Director: Mary Harron
Producers: Sandra Cunningham and Karine Martin
Distributor: Rights Available.

The Gist: Based on the debut novel of Rachel Klein, this is set at an exclusive girls’ boarding school, a sixteen year-old girl records her most intimate thoughts in a diary. The object of her growing obsession is her roommate, Lucy Blake, and Lucy’s friendship with their new and disturbing classmate. Ernessa is an enigmatic, moody presence with pale skin, and hypnotic eyes. Around her swirl dark rumors, suspicions, and secrets as well as a series of ominous disasters.

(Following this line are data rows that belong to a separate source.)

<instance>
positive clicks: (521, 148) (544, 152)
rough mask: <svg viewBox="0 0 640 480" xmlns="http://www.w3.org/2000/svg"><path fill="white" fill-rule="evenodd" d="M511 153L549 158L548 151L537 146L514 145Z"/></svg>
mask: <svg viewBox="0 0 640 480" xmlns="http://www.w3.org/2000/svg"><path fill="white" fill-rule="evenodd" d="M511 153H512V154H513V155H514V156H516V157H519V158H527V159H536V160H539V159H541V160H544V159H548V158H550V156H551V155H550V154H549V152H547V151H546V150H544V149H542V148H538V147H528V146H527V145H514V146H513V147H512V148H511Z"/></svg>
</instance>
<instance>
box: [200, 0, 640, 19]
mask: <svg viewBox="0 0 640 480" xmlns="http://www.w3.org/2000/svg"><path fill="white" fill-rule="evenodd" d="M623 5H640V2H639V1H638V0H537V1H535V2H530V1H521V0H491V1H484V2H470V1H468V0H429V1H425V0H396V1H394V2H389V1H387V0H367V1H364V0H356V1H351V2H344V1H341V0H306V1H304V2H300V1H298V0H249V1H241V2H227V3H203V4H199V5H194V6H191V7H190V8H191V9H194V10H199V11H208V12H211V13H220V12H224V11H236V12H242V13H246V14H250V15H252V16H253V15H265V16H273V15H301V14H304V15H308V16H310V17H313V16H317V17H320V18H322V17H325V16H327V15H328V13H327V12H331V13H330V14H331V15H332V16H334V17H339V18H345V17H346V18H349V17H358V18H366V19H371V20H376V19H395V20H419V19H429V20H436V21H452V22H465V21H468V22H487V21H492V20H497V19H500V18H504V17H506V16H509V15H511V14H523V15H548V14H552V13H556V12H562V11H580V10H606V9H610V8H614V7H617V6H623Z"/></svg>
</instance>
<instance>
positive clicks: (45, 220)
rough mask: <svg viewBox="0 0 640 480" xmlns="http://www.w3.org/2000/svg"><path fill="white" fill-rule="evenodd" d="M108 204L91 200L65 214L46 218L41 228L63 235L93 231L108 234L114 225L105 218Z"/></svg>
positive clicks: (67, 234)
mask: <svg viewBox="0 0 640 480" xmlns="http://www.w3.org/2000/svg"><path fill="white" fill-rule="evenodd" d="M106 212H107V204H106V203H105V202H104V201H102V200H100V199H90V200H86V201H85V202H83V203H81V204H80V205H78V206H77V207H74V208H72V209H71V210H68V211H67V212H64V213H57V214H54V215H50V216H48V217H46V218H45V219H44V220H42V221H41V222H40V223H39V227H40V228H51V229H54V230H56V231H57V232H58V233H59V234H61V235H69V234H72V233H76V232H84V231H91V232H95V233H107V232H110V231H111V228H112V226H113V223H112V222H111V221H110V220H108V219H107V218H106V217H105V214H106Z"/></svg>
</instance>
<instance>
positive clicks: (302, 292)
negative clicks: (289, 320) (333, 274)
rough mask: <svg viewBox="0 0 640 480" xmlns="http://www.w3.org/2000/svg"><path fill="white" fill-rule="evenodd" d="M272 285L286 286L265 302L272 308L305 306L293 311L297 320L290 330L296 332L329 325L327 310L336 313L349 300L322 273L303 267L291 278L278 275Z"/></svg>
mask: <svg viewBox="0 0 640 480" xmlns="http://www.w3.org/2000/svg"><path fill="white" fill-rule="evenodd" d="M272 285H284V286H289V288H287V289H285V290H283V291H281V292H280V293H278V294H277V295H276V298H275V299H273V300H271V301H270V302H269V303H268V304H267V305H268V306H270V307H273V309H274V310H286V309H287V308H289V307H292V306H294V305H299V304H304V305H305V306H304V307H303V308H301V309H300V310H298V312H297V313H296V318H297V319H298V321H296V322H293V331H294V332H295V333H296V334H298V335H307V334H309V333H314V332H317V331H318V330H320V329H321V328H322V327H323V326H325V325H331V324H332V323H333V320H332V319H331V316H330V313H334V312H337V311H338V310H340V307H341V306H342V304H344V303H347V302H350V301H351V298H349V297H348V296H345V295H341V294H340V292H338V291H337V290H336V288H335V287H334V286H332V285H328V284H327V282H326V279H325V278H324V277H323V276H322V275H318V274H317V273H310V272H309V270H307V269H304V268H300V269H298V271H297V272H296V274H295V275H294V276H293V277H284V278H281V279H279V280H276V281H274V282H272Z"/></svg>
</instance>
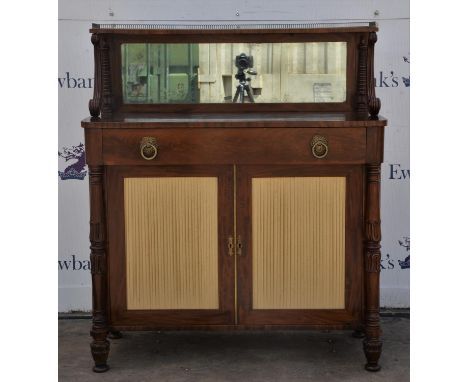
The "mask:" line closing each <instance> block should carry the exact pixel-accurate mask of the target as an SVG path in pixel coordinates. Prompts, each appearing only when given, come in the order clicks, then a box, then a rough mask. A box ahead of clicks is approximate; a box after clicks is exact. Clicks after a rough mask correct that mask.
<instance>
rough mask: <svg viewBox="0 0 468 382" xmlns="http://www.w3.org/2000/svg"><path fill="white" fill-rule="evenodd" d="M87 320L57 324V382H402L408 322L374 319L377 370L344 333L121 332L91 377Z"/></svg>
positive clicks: (337, 332)
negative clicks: (381, 368)
mask: <svg viewBox="0 0 468 382" xmlns="http://www.w3.org/2000/svg"><path fill="white" fill-rule="evenodd" d="M90 325H91V323H90V320H87V319H74V320H60V321H59V381H100V382H106V381H112V382H120V381H125V382H129V381H137V382H144V381H158V382H159V381H164V382H166V381H203V382H211V381H213V382H221V381H248V382H256V381H288V382H292V381H318V382H326V381H341V382H353V381H386V382H392V381H398V382H404V381H409V363H410V362H409V319H407V318H401V317H384V318H382V329H383V341H384V345H383V354H382V358H381V365H382V370H381V371H380V372H378V373H369V372H367V371H365V370H364V367H363V366H364V361H365V358H364V353H363V351H362V344H361V341H362V340H360V339H356V338H353V337H351V332H350V331H330V332H326V331H248V332H245V331H244V332H238V331H236V332H200V331H191V332H187V331H179V332H177V331H174V332H124V333H123V335H124V337H123V338H122V339H119V340H111V350H110V355H109V366H110V370H109V371H108V372H107V373H104V374H96V373H93V372H92V371H91V368H92V366H93V363H92V358H91V354H90V350H89V342H90V337H89V329H90Z"/></svg>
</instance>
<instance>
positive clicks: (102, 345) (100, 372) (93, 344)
mask: <svg viewBox="0 0 468 382" xmlns="http://www.w3.org/2000/svg"><path fill="white" fill-rule="evenodd" d="M91 354H92V355H93V359H94V364H95V365H94V367H93V371H94V372H95V373H104V372H105V371H107V370H109V366H108V365H107V357H108V355H109V341H107V340H104V341H93V342H92V343H91Z"/></svg>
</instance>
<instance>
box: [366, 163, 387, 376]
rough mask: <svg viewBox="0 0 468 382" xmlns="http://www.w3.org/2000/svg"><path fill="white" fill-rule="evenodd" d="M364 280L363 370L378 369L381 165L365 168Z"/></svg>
mask: <svg viewBox="0 0 468 382" xmlns="http://www.w3.org/2000/svg"><path fill="white" fill-rule="evenodd" d="M365 240H366V241H365V247H364V248H365V249H364V251H365V252H364V256H365V280H366V312H365V315H366V317H365V339H364V342H363V345H364V353H365V354H366V358H367V363H366V369H367V370H369V371H378V370H380V365H379V358H380V354H381V351H382V341H381V340H380V333H381V330H380V288H379V285H380V240H381V231H380V163H378V164H368V165H367V185H366V222H365Z"/></svg>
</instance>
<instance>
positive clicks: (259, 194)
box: [236, 166, 363, 326]
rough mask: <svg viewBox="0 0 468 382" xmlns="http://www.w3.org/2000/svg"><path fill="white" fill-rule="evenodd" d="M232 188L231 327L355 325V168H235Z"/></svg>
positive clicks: (362, 198)
mask: <svg viewBox="0 0 468 382" xmlns="http://www.w3.org/2000/svg"><path fill="white" fill-rule="evenodd" d="M236 184H237V190H238V193H237V195H238V205H239V209H238V211H237V213H238V215H237V221H238V224H237V232H238V234H239V237H238V242H237V245H239V242H240V243H241V246H242V250H241V253H240V255H239V256H238V259H237V263H238V266H239V268H238V289H239V323H241V324H247V325H257V324H258V325H284V324H288V325H321V324H327V325H333V324H335V325H337V326H344V325H345V324H348V323H356V322H359V321H360V319H361V309H362V298H363V295H362V286H363V270H362V264H363V255H362V204H363V196H362V195H363V193H362V192H363V177H362V169H361V167H359V166H354V167H351V166H307V167H305V166H268V167H267V166H243V167H240V168H238V170H237V181H236Z"/></svg>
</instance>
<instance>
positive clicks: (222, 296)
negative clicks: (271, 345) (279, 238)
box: [107, 166, 234, 327]
mask: <svg viewBox="0 0 468 382" xmlns="http://www.w3.org/2000/svg"><path fill="white" fill-rule="evenodd" d="M107 199H108V204H107V206H108V231H109V256H108V259H109V275H110V276H109V285H110V312H111V323H112V324H113V325H116V326H117V325H128V326H138V325H143V326H147V327H151V326H153V327H158V326H170V325H178V326H180V325H184V324H186V325H203V324H210V325H211V324H229V323H232V322H233V320H234V319H233V311H234V308H233V307H234V269H233V262H234V260H233V259H234V257H233V256H232V254H231V253H230V252H232V251H230V250H229V248H228V238H229V236H230V235H232V231H233V172H232V167H230V166H190V167H189V166H187V167H183V166H179V167H168V166H159V167H156V166H155V167H150V166H129V167H109V168H108V170H107Z"/></svg>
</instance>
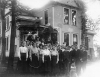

As fear spreads through the school and Lucy isn’t Lucy anymore, fantasy and reality mingle until what is true and what is dreamed bleed together into a waking nightmare that evokes with gothic menace the anxieties, lusts, and fears of adolescence…..(more)

Cast: Lily Cole, Sarah Bolger and Scott Speedman

List Worthy Reasons…: Hard to believe that this is only Mary Harron’s fourth film and despite this being a sub-genre that appears to have been overcooked, the filmmaker promises to stick to the novel’s strong Gothic element and abide by the girl-on-girl vampire sexuality. My personal wish is that the indie filmmaker behind I Shot Andy Warhol and The Notorious Bettie Page has an American Psycho audience in mind as well. We want blood folks. 

Release Date/Status?: This should be in the final stages of being completed. Look for a gala festival showing from where the distribution rights should be picked up, Cannes isn’t out of the question if it carries a tone that is uncommon to its recent predecessors and TIFF is a definite option for this shot in Canada production.